Bom post. Mas alguns esclarecimentos são necessários:

O "quinto constitucional" não é uma forma de ingresso na magistratura pela janela. É uma forma prevista pela Constituição Federal de garantir a composição plural dos nossos tribunais (1/5 dos membros dos tribunais deve ser composto por membros do MP, advogados e defensores públicos), e assim proporcionar maior riqueza de decisões, já que cada uma dessas carreiras tem uma perspectiva diferente do Direito, pois as formas de atuação são completamente diferentes. Os membros dos tribunais nesses casos são indicados em lista sêxtupla pelos órgãos dos quais fazem parte (OAB e MP), e os nomes são escolhidos - em tese - com base nos critérios de "reputação ilibada" e "notável saber jurídico". O Tribunal em questão escolhe 3 desses 6 nomes e envia ao representante do Poder Executivo (governador ou presidente da república), que escolhe um. É um formato que demanda força política do nomeado, quer entre seus pares, quer perante o tribunal ou o representante do Poder Executivo - força essa que deveria sempre ser obtida através do mérito no exercício profissional e acadêmico.

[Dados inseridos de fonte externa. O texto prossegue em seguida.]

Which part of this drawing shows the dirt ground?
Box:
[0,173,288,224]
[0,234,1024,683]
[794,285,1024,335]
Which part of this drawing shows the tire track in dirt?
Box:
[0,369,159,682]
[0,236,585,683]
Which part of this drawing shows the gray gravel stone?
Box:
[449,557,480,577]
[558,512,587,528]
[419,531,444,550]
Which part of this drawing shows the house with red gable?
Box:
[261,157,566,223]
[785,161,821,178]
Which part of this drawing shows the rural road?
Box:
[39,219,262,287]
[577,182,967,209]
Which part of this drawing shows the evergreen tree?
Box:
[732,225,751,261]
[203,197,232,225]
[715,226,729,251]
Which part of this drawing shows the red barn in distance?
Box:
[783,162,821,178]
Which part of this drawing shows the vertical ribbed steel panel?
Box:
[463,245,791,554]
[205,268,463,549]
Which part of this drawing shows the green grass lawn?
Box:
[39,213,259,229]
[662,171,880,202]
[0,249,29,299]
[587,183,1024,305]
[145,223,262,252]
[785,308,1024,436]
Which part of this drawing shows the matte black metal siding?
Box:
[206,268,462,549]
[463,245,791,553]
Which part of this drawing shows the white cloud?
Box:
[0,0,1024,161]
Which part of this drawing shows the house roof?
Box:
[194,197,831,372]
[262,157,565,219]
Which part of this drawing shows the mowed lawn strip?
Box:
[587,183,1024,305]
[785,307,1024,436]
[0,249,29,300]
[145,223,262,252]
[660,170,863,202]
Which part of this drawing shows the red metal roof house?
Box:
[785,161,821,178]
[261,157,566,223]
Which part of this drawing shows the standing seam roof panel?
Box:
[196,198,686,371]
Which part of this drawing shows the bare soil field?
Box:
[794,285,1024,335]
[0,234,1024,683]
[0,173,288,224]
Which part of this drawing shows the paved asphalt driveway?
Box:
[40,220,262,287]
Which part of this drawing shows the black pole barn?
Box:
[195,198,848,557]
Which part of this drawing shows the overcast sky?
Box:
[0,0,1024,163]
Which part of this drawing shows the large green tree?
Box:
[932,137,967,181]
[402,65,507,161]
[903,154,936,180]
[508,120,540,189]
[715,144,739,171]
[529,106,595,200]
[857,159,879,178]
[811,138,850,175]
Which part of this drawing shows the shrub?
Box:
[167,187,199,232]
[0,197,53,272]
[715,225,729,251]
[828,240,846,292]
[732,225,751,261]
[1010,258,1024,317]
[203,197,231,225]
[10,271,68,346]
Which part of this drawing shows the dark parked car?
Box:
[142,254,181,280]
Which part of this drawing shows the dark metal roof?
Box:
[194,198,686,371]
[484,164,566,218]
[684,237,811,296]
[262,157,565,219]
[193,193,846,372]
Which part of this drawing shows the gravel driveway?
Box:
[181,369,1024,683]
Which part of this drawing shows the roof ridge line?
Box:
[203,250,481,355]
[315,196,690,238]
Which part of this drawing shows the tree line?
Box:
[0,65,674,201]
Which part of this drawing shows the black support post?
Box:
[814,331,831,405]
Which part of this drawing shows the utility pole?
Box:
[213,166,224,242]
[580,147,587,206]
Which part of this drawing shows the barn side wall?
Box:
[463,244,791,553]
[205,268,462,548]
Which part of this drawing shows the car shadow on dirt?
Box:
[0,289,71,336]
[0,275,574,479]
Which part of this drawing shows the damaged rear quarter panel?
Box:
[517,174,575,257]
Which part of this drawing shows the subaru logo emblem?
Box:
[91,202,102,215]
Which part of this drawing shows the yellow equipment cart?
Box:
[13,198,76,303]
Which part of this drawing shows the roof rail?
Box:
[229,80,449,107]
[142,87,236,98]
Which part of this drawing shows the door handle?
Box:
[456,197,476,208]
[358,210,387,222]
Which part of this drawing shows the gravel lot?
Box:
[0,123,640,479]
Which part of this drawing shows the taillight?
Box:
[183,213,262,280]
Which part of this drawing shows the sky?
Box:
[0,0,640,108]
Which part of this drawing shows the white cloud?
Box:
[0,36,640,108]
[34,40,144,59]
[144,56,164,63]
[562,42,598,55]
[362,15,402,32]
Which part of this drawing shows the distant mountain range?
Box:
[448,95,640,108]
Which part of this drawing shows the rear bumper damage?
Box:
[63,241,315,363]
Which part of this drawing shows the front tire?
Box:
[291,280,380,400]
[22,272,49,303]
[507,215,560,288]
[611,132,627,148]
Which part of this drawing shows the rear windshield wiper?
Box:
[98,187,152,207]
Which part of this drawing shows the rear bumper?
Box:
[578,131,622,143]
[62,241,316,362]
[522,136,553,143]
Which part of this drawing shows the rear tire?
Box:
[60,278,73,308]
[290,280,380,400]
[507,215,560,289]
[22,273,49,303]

Outro esclarecimento pertinente é o da legitimação dos magistrados por sua atuação. Como, ao contrário dos demais poderes, os magistrados não são eleitos por voto direto, mas aprovados por concurso ou, no caso do quinto, por indicação e escolha, a sua legitimidade perante o cidadão se dá através de sua atuação, que deve ser pautada pela probidade e pela observância a princípios constitucionais como o da legalidade - justificando sua representação pela correta concretização da justiça (tutela jurisdicional).

Ligado a isso há a questão da distribuição da competência (entendida aqui não como mérito mas como forma de organização da atividade) para julgar, que é feita por sorteio. Ou seja, toda vez que o judiciário é acionado, a escolha do magistrado que irá julgar a causa ou incidente é feita por sorteio, impedindo favorecimentos pessoais pela escolha do magistrado pelo jurisdicionado, e garantindo um julgamento isento e legítimo. Para controlar isso, o CPC prevê as exceções de impedimento e suspeição, oponíveis aos magistrados que, a despeito do sorteio, tenham vínculos com as partes (p. ex. sendo parente ou amigo íntimo de uma das partes) ou com a causa a ser decidida, e que poderiam favorecer uma parte em detrimento de outra.

Posto isso, tem-se que a indicação e nomeação do desembargador em questão ou foi por mérito - em que pese ter sido consultor do senado - ou foi fruto de muita força política nas três esferas mencionadas acima. Infelizmente, os critérios de reputação ilibada e notável saber jurídico são muito subjetivos para que se faça um controle eficaz e objetivo da nomeação. Mas partamos do pressuposto de que a nomeação foi correta, para não fazer julgamento com base em informações incompletas.

De qualquer forma, ainda que seja merecida a nomeação do desembargador, parece coincidência demais que o mesmo tenha sido sorteado para decidir sobre a causa mencionada - e é aí que reside o cerne da questão, pois para fraudar a distribuição é preciso um esquema - já que a decisão foi favorável a pessoa com quem o magistrado supostamente tinha relações sociais (fosse só isso, tudo bem) e parece ter contribuído - ainda que licitamente - para sua nomeação.

As evidências, portanto, indicam que a decisão não foi isenta, pondo em cheque a legitimidade do desembargador mencionado para atuar nesta causa - o que, se comprovado, torna nula a decisão e passível de sanção administrativa o julgador (que tem o dever de declarar-se, de ofício, suspeito ou impedido). A boa notícia é não há restrições para a publicidade dessa decisão e há meios juridicos para apurar e controlar isso.

Em todo caso, dada a gravidade da questão (a publicidade dos atos administrativos é pressuposto para sua existência), tudo isso deve ser apurado com cautela e devidamente noticiado, para não esquecermos que vivemos, ao menos em tese, em um Estado Democrático de Direito.